The hunger discussions however risk being overshadowed by the presence of Zimbabwe's Robert Mugabe and Iran's Mahmoud Ahmadinejad, who both have strained relations with the West. The European Union has imposed a travel ban on Mugabe, but that does not apply to UN meetings.

The summit was called last year by the UN Food and Agriculture Organisation (FAO) to talk about climate change and biofuels, but the food price crisis will now take centre stage.

Protests and violence

Poor harvests, low stocks and rising demand, especially from India and China, caused huge food price spikes over the last two years, stoking protests, strikes and violence in Africa, Latin America and Asia.

The International Committee of the Red Cross has warned that increased hunger caused by the price spikes will exacerbate conflict in war zones.

With food prices expected to remain high over the next decade even if they fall back from current records, the summit will address long-term policies, such as support for small farmers and trade reforms, as well as immediate food aid.

One of the first leaders to arrive, Brazilian President Luiz Inacio Lula da Silva, said he would defend biofuels – foodstuffs converted into energy – from attacks from hunger campaigners.

"It's up to Brazil, a centre of excellence in ethanol production, to prove that it's fully possible to make ethanol output compatible with the production of food."

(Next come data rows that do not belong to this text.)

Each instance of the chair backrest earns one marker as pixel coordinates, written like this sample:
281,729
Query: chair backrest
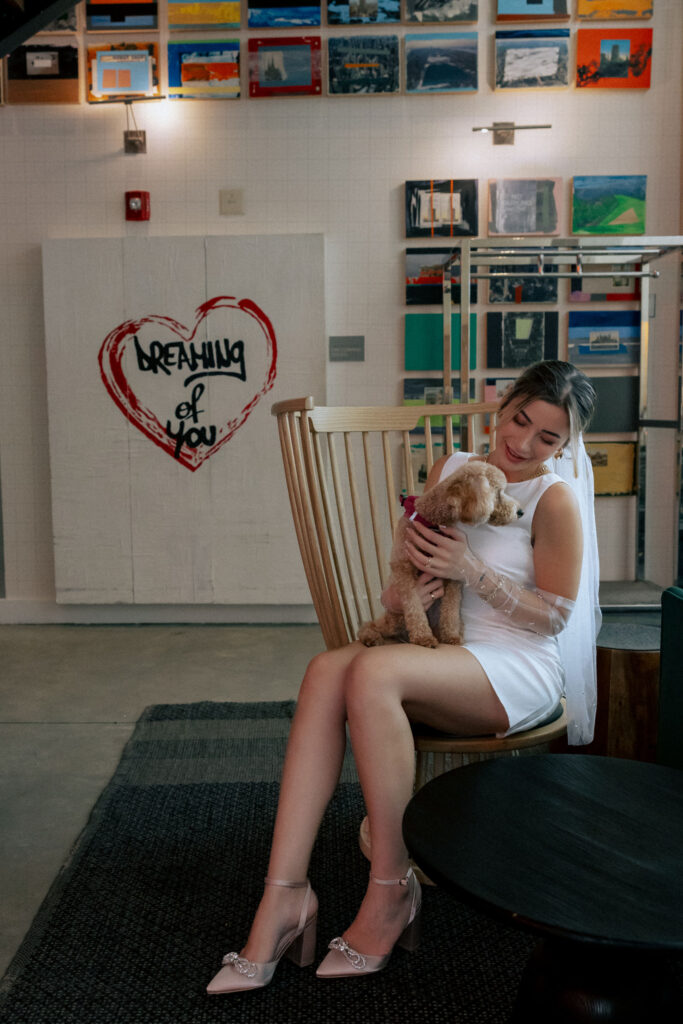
670,733
345,469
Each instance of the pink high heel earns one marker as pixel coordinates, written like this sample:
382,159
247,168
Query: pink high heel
240,974
343,962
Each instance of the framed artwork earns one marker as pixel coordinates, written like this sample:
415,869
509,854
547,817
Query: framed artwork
616,289
363,11
444,61
608,204
523,206
517,340
287,66
441,208
531,10
510,287
43,74
203,14
115,15
283,14
613,58
363,65
441,10
122,70
532,59
424,341
424,278
204,70
601,338
601,10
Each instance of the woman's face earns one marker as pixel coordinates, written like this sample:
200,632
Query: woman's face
528,435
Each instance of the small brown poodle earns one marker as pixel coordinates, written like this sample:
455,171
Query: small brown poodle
474,494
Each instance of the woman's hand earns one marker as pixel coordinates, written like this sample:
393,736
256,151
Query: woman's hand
444,555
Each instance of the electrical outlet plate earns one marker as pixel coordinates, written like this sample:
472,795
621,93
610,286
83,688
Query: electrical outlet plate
230,201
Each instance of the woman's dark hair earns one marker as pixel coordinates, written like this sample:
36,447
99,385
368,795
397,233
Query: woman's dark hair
559,384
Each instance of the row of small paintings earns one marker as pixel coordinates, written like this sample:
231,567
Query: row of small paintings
515,340
435,62
210,14
424,269
601,204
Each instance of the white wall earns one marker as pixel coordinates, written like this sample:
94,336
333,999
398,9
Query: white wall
333,165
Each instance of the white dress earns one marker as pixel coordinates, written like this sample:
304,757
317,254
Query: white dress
523,668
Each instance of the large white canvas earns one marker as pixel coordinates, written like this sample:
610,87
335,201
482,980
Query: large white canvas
132,523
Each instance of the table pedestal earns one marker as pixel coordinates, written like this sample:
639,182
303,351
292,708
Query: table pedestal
568,982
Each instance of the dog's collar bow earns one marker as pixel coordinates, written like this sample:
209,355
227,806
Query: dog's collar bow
408,501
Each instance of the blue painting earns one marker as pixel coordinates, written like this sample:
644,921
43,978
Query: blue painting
441,61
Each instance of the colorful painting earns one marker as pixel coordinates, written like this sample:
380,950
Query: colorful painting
208,70
424,276
203,14
283,14
510,285
42,74
517,340
602,10
609,204
363,11
443,61
363,65
527,59
613,58
424,341
102,15
531,10
288,66
122,70
441,207
523,206
620,288
441,10
604,337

Brazil is the world's largest ethanol exporter and a pioneer in sugar-cane based biofuels. The United States is massively increasing the production of ethanol from maize and the European Union aims to produce 10 per cent of automobile fuels from bio-energy by 2020.

But opponents of biofuel say it has caused 30 per cent of the global food price hikes by diverting food from people's mouths into fuel tanks and competing for arable land.

"To continue the pursuit of biofuels in the face of the credible, impartial and growing opinion that this is exacerbating the food crisis is morally outrageous and utterly indefensible," said Rob Bailey, of hunger campaigners Oxfam International.

ActionAid said it wanted the summit to stop arable land being switched to biofuel production.